Walking time & fitness: From Sassnitz train station you walk for about 3 to 4 hours depending on the breaks for eating, viewing and taking photos. If you are on the road very hard without long breaks, you can safely cover the 10 km long route in a good two hours. However, there is little time to enjoy the unique landscape. If you make the detour to the harbor, you should add another 30 minutes to walk. Attention: Even if the route is "only" 10 km long, you still need a bit of stamina, as the path is very hilly.
Safety, a head for heights and surefootedness: those who do not have a head for heights simply stay away from the cliffs. This largely solves the problem for people who are not free from giddiness. In 08-2010, however, the path was broken off at one point. However, this point could easily be avoided by means of new trails in the forest. Cliff breaks happen again and again, of course. In the event of a storm you have to be careful in the forest and on the steep coast.
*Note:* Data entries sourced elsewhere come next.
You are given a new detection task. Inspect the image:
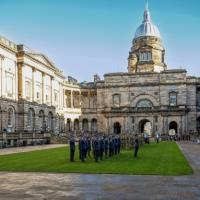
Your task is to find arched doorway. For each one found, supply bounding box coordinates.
[169,121,178,134]
[113,122,121,134]
[74,119,79,131]
[67,119,71,131]
[48,112,53,131]
[139,119,152,135]
[82,119,89,131]
[7,107,16,132]
[91,119,97,133]
[39,110,46,131]
[28,108,35,131]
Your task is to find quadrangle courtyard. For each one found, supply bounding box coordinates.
[0,142,200,200]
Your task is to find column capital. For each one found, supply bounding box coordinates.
[42,72,46,77]
[0,54,5,60]
[32,67,37,72]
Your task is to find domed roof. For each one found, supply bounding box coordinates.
[134,6,161,39]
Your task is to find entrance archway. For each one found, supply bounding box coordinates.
[139,119,152,135]
[113,122,121,134]
[169,121,178,133]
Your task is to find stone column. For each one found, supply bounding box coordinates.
[18,62,24,99]
[42,72,45,104]
[32,68,36,102]
[71,90,74,108]
[0,54,5,97]
[50,76,53,106]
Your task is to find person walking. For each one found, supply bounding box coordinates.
[134,136,139,158]
[69,138,76,162]
[156,133,160,143]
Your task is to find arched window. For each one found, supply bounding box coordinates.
[82,119,89,131]
[48,112,53,131]
[169,92,177,106]
[169,121,178,135]
[91,119,97,132]
[67,119,71,131]
[7,107,15,132]
[113,122,121,134]
[39,110,47,131]
[27,108,35,131]
[136,99,153,108]
[112,94,121,107]
[74,119,79,131]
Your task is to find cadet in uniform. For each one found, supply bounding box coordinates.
[94,137,100,162]
[134,136,139,158]
[104,137,108,158]
[100,138,104,160]
[69,138,76,162]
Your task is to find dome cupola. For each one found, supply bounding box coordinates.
[128,4,167,73]
[135,4,161,39]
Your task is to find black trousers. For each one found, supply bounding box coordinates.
[94,150,99,162]
[105,148,108,157]
[134,147,139,158]
[99,149,103,160]
[70,150,75,162]
[81,150,85,162]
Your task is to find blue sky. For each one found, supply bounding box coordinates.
[0,0,200,81]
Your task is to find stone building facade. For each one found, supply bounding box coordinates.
[81,5,200,134]
[0,37,81,146]
[0,5,200,146]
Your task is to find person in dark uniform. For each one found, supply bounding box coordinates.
[94,137,100,162]
[78,138,81,160]
[99,138,105,160]
[80,137,86,162]
[104,136,108,158]
[134,136,139,158]
[69,138,76,162]
[87,137,91,158]
[118,137,121,154]
[114,136,118,155]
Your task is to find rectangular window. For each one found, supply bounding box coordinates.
[36,84,41,101]
[139,52,152,61]
[6,74,13,97]
[169,92,177,106]
[25,81,31,99]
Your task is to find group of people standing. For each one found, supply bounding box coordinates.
[69,134,121,162]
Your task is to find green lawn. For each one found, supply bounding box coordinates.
[0,142,193,175]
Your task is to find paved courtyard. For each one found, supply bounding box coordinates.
[0,144,67,155]
[0,143,200,200]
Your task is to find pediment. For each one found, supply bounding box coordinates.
[29,53,55,68]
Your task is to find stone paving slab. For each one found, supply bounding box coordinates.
[0,144,67,155]
[0,143,200,200]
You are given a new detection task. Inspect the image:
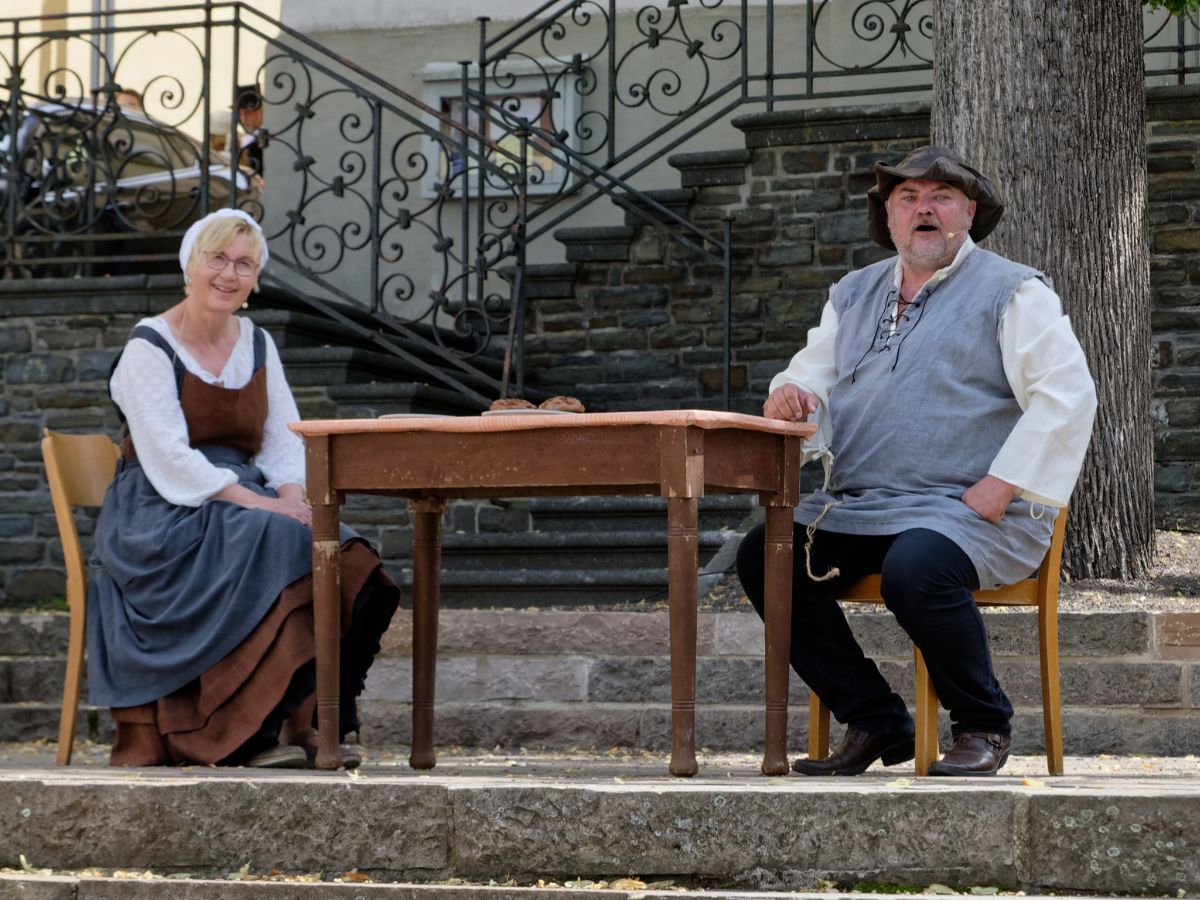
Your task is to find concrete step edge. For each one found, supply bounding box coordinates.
[0,874,1132,900]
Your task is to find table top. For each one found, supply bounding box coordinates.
[288,409,817,438]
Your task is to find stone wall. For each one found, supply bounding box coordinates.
[0,86,1200,606]
[0,275,408,607]
[0,276,171,606]
[360,607,1200,756]
[527,85,1200,529]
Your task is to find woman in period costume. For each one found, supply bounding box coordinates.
[88,210,400,767]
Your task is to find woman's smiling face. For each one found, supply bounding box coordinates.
[187,233,258,313]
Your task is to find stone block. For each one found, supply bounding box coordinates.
[383,610,716,656]
[1154,464,1192,493]
[592,284,668,311]
[362,654,588,703]
[0,325,32,353]
[996,660,1183,709]
[649,326,703,349]
[0,775,450,878]
[450,784,1018,884]
[0,612,71,656]
[780,148,829,175]
[1027,788,1200,895]
[1154,612,1200,662]
[0,656,65,703]
[796,191,845,212]
[605,350,679,382]
[4,569,66,606]
[0,542,46,565]
[360,701,638,750]
[758,244,812,266]
[588,656,764,704]
[5,353,74,384]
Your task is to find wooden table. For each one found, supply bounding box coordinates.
[292,409,816,775]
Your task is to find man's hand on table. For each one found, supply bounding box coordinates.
[962,475,1016,522]
[762,384,821,422]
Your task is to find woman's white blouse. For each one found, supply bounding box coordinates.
[110,316,305,506]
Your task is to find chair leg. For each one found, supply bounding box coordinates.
[912,647,940,775]
[1038,605,1063,775]
[58,592,86,766]
[809,689,829,760]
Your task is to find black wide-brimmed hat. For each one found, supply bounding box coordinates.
[866,146,1004,250]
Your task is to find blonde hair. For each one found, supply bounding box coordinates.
[187,216,266,290]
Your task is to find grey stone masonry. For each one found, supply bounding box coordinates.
[526,85,1200,528]
[345,610,1200,756]
[0,275,448,609]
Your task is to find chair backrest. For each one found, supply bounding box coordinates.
[838,506,1067,606]
[42,428,121,612]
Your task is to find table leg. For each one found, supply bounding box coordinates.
[667,497,700,776]
[312,496,342,769]
[408,499,446,769]
[762,506,792,775]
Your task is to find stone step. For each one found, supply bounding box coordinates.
[0,750,1200,900]
[529,494,757,534]
[0,871,1152,900]
[0,648,66,703]
[248,307,482,362]
[667,149,752,187]
[326,382,480,419]
[554,226,637,263]
[280,347,496,396]
[432,530,733,572]
[499,263,580,300]
[612,187,696,228]
[397,568,667,610]
[0,700,116,743]
[359,696,1200,763]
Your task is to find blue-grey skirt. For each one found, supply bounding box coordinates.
[88,448,354,707]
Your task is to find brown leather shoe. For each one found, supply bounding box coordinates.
[792,727,913,775]
[929,731,1013,775]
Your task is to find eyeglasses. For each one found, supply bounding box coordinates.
[204,253,258,278]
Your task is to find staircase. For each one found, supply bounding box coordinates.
[401,494,755,608]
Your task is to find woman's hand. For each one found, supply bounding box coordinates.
[212,485,312,528]
[263,497,312,528]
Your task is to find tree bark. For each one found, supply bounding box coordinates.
[932,0,1154,578]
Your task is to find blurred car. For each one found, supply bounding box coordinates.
[0,101,263,276]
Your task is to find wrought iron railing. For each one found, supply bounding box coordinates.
[463,0,1200,247]
[0,0,1200,401]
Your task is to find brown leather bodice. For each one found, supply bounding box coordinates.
[121,328,268,460]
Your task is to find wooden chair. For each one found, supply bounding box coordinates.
[42,428,121,766]
[809,509,1067,775]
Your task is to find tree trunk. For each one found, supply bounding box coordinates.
[932,0,1154,578]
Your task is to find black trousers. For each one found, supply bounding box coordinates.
[738,524,1013,734]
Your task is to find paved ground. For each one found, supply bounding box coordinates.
[0,742,1200,787]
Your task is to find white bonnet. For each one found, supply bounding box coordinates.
[179,208,270,281]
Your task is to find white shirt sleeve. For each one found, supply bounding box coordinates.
[988,278,1096,508]
[254,332,305,490]
[112,337,238,506]
[768,301,838,461]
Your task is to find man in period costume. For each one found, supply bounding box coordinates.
[738,146,1096,775]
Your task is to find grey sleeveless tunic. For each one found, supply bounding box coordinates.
[796,248,1054,588]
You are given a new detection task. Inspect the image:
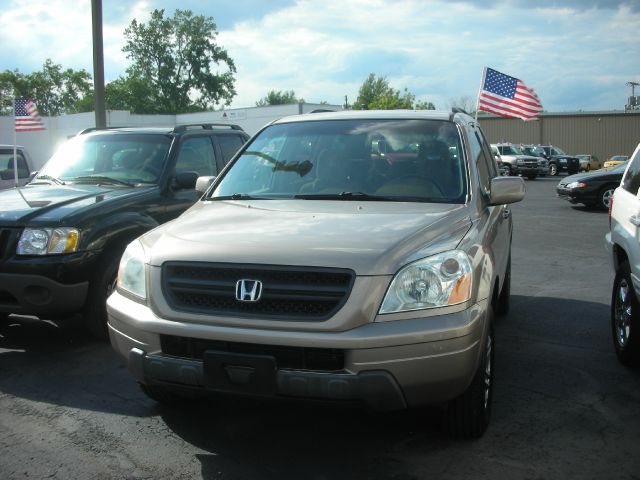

This is especially true for the beach hike. Therefore, it is essential to pay attention to the current warning notices from the national park administration beforehand.
Altitude meters - Although the hike is usually only 50 to 100 m above sea level, there are still a few meters in altitude, as the route is quite hilly. Some creek cuttings are conquered with the help of wooden stairs. Rough estimate: 150-200 m (without descent to the beach). Anyone who has hiked the route with GPS is welcome to store detailed data on the altitude difference here.
Wheelchair and pram suitability: not given as the path contains numerous stairs and bumpy passages.
Suitability for bicycles: The Hochuferweg is closed to cycling. Carrying a bicycle (pushing or carrying) is also not permitted according to the signs at the entrance to the path. This regulation also makes sense, as it would be too tight on the sometimes quite narrow, but longer staircases in the oncoming traffic with pedestrians. However, two pedestrians always pass each other comfortably.

Additional info
Excursions by ship along the chalk cliffs to the Königsstuhl - the ships depart from Sassnitz, Binz, Göhren and Sellin (info).
to buy
There is a souvenir shop in the national park center. You can also get chalk here as a souvenir. However, this does not come from the national park, but from the chalk works near Sassnitz. It is not permitted to collect chalk in the national park.